Barn and arena ventilation is critical for the health of horses and their caretakers.

Have you ever walked into a stuffy or uncomfortable-feeling barn? How about an indoor arena where you were dripped on, even though it wasn't raining outside? What a miserable experience for you and your horse. What went wrong in those facilities? Someone was not paying enough attention to the importance of ventilation in the facility prior to construction. In fact, many horse people and builders alike agree that the most common mistake in barn construction is failure to provide adequate ventilation.

Natural Ventilation

Lucky for us, nature provides a means to naturally cool and freshen the air, even in a barn or indoor arena. We just need to effectively tap into it.

Air naturally stratifies (separates into layers) with temperature and moisture. The old adage "hot air rises" is true. When it comes to the design of a barn or arena, it is up to us to take advantage of this phenomenon and tap into natural airflow to keep our equine buildings comfortable.
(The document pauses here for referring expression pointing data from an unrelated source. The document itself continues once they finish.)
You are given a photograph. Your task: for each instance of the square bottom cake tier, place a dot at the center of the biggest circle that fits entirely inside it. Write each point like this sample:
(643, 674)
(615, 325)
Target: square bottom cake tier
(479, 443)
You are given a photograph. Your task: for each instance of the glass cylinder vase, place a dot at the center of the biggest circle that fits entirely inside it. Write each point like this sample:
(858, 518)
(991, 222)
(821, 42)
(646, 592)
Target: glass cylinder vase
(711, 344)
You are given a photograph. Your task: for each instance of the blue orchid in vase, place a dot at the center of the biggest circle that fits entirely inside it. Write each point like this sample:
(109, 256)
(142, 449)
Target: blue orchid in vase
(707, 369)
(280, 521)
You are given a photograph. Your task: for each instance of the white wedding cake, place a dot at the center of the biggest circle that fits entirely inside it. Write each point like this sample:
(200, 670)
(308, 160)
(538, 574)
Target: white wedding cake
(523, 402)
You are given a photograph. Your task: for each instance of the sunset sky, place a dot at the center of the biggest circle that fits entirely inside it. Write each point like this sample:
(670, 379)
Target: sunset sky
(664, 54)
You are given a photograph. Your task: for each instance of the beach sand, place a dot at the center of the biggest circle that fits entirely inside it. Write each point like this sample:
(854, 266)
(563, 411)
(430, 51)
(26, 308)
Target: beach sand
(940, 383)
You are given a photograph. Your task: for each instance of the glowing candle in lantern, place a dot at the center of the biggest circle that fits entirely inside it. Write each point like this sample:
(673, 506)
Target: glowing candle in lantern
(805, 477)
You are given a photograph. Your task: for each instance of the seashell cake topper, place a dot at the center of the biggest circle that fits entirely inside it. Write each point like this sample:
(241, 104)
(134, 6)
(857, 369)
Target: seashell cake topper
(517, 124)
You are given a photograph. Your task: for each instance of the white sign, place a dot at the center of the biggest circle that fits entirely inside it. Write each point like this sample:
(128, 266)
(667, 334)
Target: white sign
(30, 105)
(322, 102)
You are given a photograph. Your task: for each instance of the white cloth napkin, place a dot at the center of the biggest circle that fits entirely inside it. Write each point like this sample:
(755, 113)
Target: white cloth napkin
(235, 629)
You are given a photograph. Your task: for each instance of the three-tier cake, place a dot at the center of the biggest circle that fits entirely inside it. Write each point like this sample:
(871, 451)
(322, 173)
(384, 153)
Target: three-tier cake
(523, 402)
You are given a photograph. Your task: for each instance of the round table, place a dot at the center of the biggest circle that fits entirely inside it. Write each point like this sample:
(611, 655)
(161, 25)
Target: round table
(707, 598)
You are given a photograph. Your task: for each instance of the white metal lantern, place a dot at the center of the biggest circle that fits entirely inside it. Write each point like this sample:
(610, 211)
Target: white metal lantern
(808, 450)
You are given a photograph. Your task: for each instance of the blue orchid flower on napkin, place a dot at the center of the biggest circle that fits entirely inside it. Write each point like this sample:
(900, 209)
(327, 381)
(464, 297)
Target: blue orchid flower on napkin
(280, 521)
The two goals in ventilation are to exchange air–replacing stale air with fresh–and to properly distribute the fresh air throughout the facility.

Todd Gralla of GH2 Equestrian Architects out of Norman, Okla., specializes in using design to maximize airflow. "Environmental control needs vary depending upon geography in terms of what we need to achieve for people and horses," Gralla says. "In most cases excellent ventilation can be achieved through natural means in the design of the building."